Avocet Mining
- Type: Public
- Traded as: LSE: AVM OSE: AVM
- Industry: Mining
- Founded: 1995
- Headquarters: London, UK
- Key people: Russell Edey, (Chairman) David Cather, (CEO)
- Revenue: US$85.0 million (2015)
- Operating income: US$(52.5) million (2015)
- Net income: US$49.7 million (2015)
- Number of employees: 600
- Website: www.avocetmining.com

= Avocet Mining =

Avocet Mining plc is a West African-focussed gold mining and exploration company with its primary operations in Burkina Faso and Guinea. The company is listed on the London Stock Exchange and the Oslo Børs.

==History==
Avocet Mining was formed in 1995 and a year later listed on LSE with a market capitalisation of £72m with gold deposits in Peru, tungsten interests in Portugal, Peru and California and an operating gold mine in Penjom, Malaysia. In 1999 the Company divested tungsten operations to focus on gold. Avocet moved onto the AIM market in 2002, with a market capitalisation of £12m. In the same year the Company acquired 80% in North Lanut, Indonesia and a 49% interest and management control in gold mining company ZGC in Tajikistan which was later disposed of in 2007. In 2008 Avocet acquired the Seruyung gold exploration project in Kalimantan, Indonesia. 2009 saw the Company acquire Wega Mining and the Inata gold project in Burkina Faso, the Company poured its first gold later that year. Avocet listed on the Oslo Axess list of the OSE in 2010 while disposing of the Houndé licences in Burkina Faso to Avion. The Company disposed of all its South East Asian assets in 2010. In May 2011 the company had to halt operations at the Inata mine due to "illegal labour unrest". Later the same year, Avocet Mining listed on the Main Market of the LSE.

==Operations==
The company operates a gold mine at Inata in the north of Burkina Faso. Management intend to expand the mine at Inata in late 2012 such that gold production can start at the new facilities in late 2013. The Company has a pipeline of exploration projects across 21 exploration licenses in Burkina Faso and Guinea. Avocet Mining's exploration licences at Bélahouro in Burkina Faso cover approximately 1,660 km2, whilst at its other main project, Tri-K in Guinea, it has an exploration license covering approximately 986 km2.

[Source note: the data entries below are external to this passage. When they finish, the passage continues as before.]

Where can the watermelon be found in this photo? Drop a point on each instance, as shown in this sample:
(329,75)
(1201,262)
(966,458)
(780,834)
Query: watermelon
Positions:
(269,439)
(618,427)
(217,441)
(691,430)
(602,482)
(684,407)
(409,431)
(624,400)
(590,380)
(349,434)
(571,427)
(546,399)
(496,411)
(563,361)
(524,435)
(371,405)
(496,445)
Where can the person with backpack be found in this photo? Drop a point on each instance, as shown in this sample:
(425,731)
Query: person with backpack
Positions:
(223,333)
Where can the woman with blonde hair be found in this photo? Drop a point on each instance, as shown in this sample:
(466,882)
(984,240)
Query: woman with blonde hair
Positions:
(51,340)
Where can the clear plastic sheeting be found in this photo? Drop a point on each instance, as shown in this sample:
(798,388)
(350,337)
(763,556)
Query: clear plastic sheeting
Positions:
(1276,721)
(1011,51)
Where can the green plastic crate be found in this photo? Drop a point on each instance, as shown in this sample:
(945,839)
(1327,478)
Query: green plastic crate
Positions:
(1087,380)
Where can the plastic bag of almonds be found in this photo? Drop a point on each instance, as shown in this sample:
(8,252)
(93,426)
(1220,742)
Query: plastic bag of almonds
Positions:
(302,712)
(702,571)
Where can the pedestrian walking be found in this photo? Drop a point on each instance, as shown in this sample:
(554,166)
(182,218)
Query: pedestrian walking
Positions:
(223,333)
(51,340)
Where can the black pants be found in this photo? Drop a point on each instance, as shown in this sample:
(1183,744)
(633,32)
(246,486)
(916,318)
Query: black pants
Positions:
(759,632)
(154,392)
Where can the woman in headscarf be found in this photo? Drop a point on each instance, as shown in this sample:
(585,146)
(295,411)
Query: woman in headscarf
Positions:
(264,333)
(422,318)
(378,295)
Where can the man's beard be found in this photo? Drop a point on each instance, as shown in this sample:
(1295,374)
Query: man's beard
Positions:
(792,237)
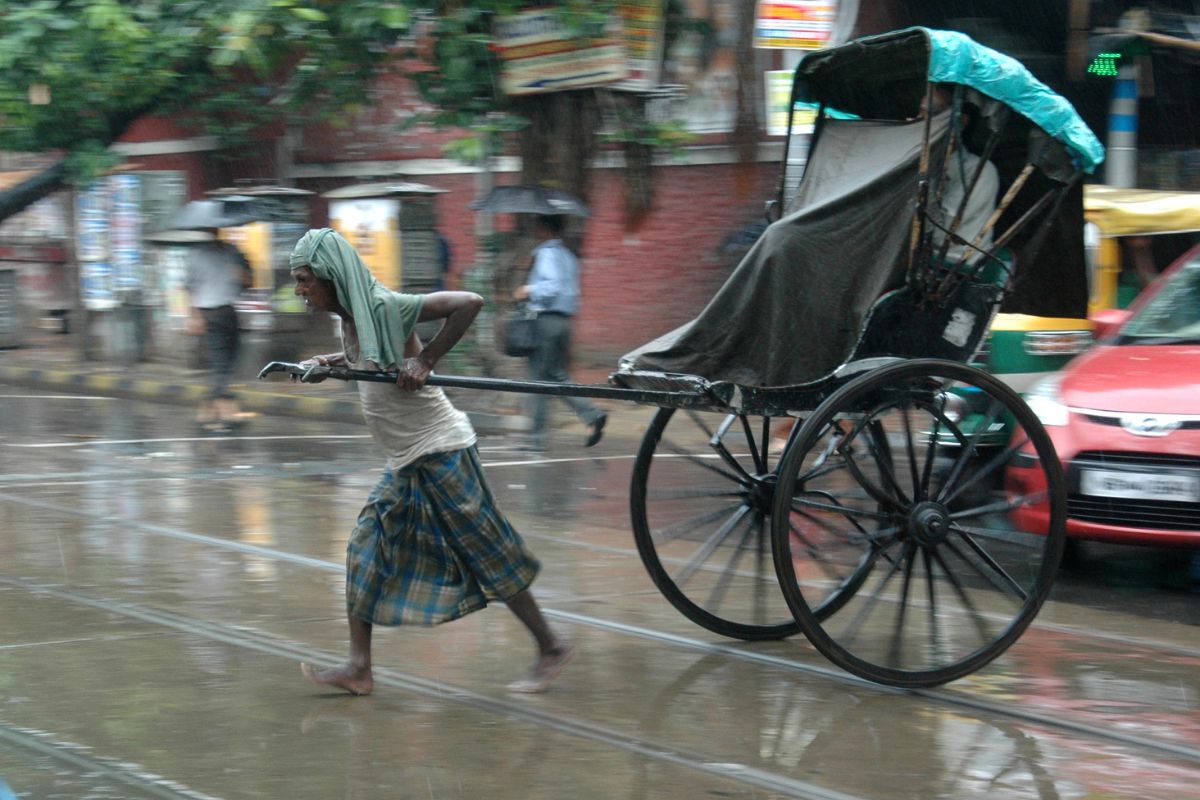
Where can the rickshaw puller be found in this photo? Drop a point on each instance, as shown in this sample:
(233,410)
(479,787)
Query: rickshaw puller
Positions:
(430,545)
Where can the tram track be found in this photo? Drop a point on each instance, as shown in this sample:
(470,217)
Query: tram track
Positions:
(948,697)
(46,744)
(271,645)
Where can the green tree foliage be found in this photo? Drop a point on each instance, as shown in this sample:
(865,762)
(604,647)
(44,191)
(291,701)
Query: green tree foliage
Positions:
(76,73)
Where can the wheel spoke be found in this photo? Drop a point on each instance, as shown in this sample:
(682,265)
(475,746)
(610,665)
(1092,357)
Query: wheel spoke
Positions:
(766,441)
(882,458)
(987,469)
(979,619)
(731,461)
(840,509)
(1019,537)
(664,535)
(911,451)
(969,449)
(689,494)
(713,542)
(723,583)
(999,576)
(703,463)
(1000,506)
(760,465)
(935,643)
(851,631)
(931,449)
(870,486)
(761,587)
(901,605)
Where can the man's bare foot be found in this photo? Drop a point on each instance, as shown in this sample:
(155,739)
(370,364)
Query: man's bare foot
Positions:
(544,672)
(355,680)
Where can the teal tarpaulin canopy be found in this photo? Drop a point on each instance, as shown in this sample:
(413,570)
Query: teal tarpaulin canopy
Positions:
(883,77)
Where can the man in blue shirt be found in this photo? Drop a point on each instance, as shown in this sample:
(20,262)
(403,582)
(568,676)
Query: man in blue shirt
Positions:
(553,293)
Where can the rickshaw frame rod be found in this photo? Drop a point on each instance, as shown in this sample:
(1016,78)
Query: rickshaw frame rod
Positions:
(677,400)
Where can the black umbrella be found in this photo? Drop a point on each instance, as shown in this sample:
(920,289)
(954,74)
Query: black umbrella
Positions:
(225,212)
(531,199)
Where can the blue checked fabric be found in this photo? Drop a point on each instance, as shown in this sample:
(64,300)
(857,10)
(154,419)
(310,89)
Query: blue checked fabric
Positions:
(431,546)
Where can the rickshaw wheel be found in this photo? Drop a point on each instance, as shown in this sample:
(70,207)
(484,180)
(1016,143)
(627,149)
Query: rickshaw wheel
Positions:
(700,500)
(951,534)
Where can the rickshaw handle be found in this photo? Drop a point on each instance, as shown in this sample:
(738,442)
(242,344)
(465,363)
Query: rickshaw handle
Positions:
(313,373)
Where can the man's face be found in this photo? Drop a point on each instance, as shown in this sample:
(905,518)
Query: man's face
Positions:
(318,294)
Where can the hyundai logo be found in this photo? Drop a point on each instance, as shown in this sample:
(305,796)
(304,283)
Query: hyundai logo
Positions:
(1140,425)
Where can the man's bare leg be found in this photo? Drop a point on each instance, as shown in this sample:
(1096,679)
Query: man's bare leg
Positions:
(552,651)
(355,674)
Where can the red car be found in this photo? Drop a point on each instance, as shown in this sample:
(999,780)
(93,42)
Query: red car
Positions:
(1125,419)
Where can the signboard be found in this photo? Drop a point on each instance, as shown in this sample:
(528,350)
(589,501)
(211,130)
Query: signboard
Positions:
(371,226)
(253,239)
(538,55)
(91,247)
(125,230)
(802,24)
(778,94)
(642,28)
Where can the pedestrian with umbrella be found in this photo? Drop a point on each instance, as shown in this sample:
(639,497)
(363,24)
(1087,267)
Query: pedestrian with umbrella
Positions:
(217,274)
(552,292)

All of Avocet's exploration mining licenses are located within the prospective Birimian greenstone belt that dominates West Africa's geological landscape.

Avocet Mining plc operations.

Burkina Faso

Avocet Mining’s operations in Burkina Faso are located within a 1,660 km2 land package in the Bélahouro district approximately 220 kilometres north-east of the capital, Ouagadougou.

Outside of the Inata Gold mine license area, Avocet Mining has exploration permits over a large land package broadly known as Bélahouro. Extensive exploration work is ongoing within this area.

Guinea

Avocet Mining has a number of development projects across twelve exploration licences in Guinea. These include the 986km2 Tri-K Block, consisting of eight exploration licences across the Koulékoun, Kodiéran and Kodiafaran gold prospects.

The most advanced is Koulékoun with a Mineral Resource of 2.15 million ounces which is currently undergoing a feasibility study. The exploration licences in Guinea are 100% owned by Avocet Mining.

==Production==
Within Avocet’s Inata mine license area, a Mineral Resource of 3.985 million ounces and a Mineral Reserve of 1.85 million ounces has been proven. At the Souma project, which is within the Bélahouro region but outside of the Inata mine license area, a further Mineral Resource 0.56 million ounces has been defined. The Inata mine produced 167,000 ounces of gold in 2011. In 2012, the Inata mine was expected to produce approximately 135,000 to 140,000 ounces of gold.

An exploration programme in the Tri-K Block of permits in Guinea is ongoing and is focused on three main licences - Koulékoun, Kodiéran and Kodiafaran. The most advanced of these is Koulékoun with a Mineral Resource estimate of 2.15 million ounces. Kodiéran is the second largest with a maiden Mineral Resource of 0.87 million ounces.